Am nächsten Morgen geht's zum Taj Mahal. Nur leider ist von diesem schönen Gebäude nicht viel zu sehen, da draußen die reinste Suppenküche herrscht: Nebel! Schade! Trotzdem haben wir reichlich Spaß. Wie gewinnt man in Indien in kürzester Zeit die meisten Freunde? Man färbe sich die Haare pink. Und so wird Jana bald mehr fotografiert als das Taj Mahal, das man ja eh nicht sehen kann. Da ein Fußballmannschaft, da ein kleines Mädchen, das Jana in die Wange kneift und meint: So sweet! Viele fragen, ob das Janas Naturfarbe ist. Ja klar! Einfach herrlich! Und während wir uns auf den Rückweg machen verzieht sich der Nebel ein wenig, so dass wir doch noch einen Blick erhaschen können. Unser Fahrer wartet schon ungeduldig. Nein, Frühstück gibt's noch nicht. Erst noch einen anderen Laden ansehen. (grummel) Hier wird uns ebenfalls wirklich schön Handarbeiten mit indischer Stickerei gezeigt. Tolle Handtaschen und Schatullen! Aber wir kaufen wieder nichts. Ja toll, denken wir, dass alles bis Goa organisiert ist, aber wir fühlen uns in unserer Entscheidungsfreiheit mehr als eingeschränkt. Wir haben Hunger. Der Fahrer bringt uns noch mal zu dem Marmorladen. Nur zu einem Chai! Okay, wir diskutieren ja nicht mehr. Vor dem Laden essen wir erstmal Frühstück. Das es dazu Tee gibt, freut uns natürlich. Auch dieses Mal kaufen wir nichts. Enttäuscht bringt uns unser Fahrer zum Zug. Wir bekommen unsere Tickets und der Fahrer möchte zum Abschluss noch ein Trinkgeld haben, das nicht von schlechten Eltern ist. Da ist bei uns dann aber endgültig Schluss. Er macht ein auf Tränendrüse. Er sei so arm und würde von dem Tourismusbüro kein Geld kriegen. Er kriegt von uns lediglich ein kleines Trinkgeld, von dem er sichtlich enttäuscht ist und bettelt weiter. Keine Chance. Der Fahrer ist inklusive der 155 Euro. Wir haben die Nase voll, dass jeder hier unsere Kohle haben will. Andauernd rumgereicht werden: ‚Ach hier, lieber Tourist, können Sie auch noch etwas Geld lassen.' Wir sind froh endlich im Zug zu sitzen und diese Aktion endlich hinter uns zu haben. Wir freuen uns auf unsere wieder gewonnene Unabhängigkeit. Nie wieder gehen wir in ein indisches Tourismusbüro!

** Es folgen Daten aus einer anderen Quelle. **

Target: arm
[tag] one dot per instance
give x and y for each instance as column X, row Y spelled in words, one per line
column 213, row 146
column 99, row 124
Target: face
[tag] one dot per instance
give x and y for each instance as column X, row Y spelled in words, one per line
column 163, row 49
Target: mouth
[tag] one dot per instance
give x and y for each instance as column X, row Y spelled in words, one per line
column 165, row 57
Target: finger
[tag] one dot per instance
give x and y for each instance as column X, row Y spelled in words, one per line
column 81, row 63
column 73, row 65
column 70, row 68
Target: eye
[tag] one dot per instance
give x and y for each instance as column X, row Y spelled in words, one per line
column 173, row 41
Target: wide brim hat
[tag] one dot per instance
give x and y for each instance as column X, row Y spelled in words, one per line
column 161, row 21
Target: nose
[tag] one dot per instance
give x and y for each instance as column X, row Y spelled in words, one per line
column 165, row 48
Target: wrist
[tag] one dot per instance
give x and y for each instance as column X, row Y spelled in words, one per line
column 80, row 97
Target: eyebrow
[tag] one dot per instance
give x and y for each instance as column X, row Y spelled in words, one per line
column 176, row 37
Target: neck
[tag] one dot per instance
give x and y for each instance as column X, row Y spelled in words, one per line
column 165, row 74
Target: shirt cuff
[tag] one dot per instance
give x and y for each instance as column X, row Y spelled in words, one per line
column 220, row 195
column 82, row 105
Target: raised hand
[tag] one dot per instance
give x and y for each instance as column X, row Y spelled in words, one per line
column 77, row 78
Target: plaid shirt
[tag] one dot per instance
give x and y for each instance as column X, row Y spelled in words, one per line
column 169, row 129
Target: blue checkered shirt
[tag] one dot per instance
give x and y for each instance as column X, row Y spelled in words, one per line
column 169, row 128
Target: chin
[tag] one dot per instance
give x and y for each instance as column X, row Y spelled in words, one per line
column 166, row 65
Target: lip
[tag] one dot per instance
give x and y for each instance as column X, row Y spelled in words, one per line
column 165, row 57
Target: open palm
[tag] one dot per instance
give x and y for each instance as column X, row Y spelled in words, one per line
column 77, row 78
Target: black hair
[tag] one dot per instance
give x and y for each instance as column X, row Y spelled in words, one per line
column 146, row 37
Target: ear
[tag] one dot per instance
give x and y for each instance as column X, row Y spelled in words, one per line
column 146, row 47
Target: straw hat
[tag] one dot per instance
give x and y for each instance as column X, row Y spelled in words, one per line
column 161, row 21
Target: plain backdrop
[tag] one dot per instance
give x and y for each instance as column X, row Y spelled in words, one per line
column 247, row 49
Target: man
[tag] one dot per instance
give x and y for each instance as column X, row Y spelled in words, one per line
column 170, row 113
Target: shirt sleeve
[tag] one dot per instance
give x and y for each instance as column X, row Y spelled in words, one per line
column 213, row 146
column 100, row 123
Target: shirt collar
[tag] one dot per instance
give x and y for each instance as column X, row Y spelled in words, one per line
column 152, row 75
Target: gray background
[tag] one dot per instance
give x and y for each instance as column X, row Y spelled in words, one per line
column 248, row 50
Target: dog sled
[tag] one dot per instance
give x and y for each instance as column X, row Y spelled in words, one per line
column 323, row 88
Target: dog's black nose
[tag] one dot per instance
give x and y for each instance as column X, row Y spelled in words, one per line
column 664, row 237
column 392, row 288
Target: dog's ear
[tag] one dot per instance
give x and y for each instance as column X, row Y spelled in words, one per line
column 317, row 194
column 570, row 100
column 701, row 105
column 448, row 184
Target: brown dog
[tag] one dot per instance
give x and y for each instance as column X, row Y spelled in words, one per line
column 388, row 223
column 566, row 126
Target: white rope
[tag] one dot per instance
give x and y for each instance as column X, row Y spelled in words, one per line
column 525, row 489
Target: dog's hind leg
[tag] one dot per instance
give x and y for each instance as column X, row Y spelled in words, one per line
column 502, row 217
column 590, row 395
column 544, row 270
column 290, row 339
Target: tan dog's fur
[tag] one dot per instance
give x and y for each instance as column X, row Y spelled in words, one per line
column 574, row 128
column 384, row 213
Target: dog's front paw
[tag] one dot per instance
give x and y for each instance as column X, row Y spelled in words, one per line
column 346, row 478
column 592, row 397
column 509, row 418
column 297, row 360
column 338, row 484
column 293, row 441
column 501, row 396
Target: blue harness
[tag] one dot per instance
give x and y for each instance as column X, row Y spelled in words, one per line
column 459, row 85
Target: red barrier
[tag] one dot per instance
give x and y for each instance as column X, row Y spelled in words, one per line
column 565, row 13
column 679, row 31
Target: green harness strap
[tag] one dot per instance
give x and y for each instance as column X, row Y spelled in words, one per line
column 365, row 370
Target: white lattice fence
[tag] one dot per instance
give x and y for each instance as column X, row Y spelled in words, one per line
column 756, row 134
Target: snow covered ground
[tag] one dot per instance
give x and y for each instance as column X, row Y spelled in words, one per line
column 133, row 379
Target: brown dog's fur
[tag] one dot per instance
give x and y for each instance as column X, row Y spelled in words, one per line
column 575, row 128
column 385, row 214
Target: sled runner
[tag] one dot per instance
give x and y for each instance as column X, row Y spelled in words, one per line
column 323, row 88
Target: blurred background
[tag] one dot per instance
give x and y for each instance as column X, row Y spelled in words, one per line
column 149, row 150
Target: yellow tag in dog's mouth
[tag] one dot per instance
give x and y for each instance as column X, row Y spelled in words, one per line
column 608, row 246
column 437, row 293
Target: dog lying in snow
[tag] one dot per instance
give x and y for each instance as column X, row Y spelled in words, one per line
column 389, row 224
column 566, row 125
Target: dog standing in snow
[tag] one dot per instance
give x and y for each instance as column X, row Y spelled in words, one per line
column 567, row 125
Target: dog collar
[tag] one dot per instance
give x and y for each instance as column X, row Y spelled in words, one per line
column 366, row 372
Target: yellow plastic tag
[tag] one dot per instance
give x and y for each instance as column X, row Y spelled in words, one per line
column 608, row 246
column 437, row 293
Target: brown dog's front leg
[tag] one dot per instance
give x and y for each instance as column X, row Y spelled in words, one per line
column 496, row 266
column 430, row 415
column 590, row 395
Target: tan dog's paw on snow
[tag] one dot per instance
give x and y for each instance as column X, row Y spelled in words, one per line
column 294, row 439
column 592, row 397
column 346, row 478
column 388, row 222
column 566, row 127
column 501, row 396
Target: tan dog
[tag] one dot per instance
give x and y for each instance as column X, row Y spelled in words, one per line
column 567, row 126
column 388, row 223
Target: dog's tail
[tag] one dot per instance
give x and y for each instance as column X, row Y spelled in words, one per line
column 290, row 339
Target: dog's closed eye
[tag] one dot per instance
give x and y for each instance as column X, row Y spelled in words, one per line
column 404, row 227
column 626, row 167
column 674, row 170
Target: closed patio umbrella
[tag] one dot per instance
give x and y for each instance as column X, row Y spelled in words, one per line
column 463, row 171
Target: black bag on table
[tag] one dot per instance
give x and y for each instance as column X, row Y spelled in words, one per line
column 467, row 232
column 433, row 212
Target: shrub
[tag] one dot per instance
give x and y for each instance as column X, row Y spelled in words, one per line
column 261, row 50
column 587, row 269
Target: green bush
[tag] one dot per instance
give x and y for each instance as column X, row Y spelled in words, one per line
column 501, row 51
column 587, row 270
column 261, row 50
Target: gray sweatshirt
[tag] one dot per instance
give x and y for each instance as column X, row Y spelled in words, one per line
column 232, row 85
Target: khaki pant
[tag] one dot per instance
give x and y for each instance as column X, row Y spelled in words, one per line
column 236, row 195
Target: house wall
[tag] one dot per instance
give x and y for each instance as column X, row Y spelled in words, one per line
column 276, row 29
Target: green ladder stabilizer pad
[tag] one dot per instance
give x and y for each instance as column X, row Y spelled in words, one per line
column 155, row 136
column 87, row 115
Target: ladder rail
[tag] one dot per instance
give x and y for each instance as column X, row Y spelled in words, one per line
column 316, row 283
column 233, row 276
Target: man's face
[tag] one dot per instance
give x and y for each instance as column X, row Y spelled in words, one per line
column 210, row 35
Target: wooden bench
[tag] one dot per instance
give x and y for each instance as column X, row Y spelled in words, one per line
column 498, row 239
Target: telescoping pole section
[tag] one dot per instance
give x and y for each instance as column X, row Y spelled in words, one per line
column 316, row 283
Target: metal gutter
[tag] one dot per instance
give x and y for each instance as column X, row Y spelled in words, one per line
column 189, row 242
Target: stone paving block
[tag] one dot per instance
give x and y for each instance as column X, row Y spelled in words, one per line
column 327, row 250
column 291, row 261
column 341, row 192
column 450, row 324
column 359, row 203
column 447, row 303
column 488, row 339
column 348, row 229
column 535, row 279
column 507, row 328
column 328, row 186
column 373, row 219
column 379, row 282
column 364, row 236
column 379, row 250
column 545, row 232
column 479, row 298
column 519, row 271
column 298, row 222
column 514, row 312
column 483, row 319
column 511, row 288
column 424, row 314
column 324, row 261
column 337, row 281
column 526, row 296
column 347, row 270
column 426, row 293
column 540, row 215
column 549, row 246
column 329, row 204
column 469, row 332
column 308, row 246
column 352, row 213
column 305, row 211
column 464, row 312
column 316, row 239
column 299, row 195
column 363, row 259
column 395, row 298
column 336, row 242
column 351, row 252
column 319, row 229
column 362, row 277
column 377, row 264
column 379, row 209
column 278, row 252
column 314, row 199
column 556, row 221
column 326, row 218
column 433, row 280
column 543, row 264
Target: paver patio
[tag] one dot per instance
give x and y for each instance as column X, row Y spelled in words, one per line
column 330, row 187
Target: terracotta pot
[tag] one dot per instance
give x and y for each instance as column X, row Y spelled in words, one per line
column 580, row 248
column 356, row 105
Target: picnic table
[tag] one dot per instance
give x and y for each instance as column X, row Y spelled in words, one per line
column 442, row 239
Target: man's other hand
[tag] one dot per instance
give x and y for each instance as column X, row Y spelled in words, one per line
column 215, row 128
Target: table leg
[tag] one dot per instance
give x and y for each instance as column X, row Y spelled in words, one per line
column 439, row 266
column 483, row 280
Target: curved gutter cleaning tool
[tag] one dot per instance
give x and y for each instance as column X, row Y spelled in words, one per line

Während wir noch am Bahnhof auf unseren Zug warten, bekommen wir das erste Mal die Armut in Indien zu spüren. Bettelnde Kinder und alte Leute. Es ist schwierig mit dieser neuen Situation umzugehen. Kleine Kinder, die Kunststückchen am Bahnsteig vorführen und dafür Geld einsammeln. Uns erschreckt es, den Kleinen macht es aber anscheinend Spaß. Nach 3 Stunden Verspätung kommt endlich unser Zug. Uns erwarten 33 Stunden Zugfahrt (Schlafwagen) mit Fenster, durch die man nicht durchgucken kann. Trotzdem wird es ziemlich lustig. Im Zug kann man Essen bestellen. Wir probieren es einmal aus: So scharf, dass uns der Schweiß aus den Poren rinnt. Harry würde es lieben. Andauernd kommen Tee- und Kaffeeverkäufer vorbei. An jeder Station steigen kurzzeitig Händler ein, die die komischsten Sachen verkaufen. Mit den beiden Mädchen, die neben uns sitzen spielen wir Karten und Rummikub. Mit unseren indischen Nachbarn reden wir viel und so lernen wir schon viel von indischen Geflogenheiten kennen. Die Zeit vergeht schnell. Sonntag Nacht kommen wir in Goa an. Wir freuen uns auf eine schöne heiße Weihnachtszeit.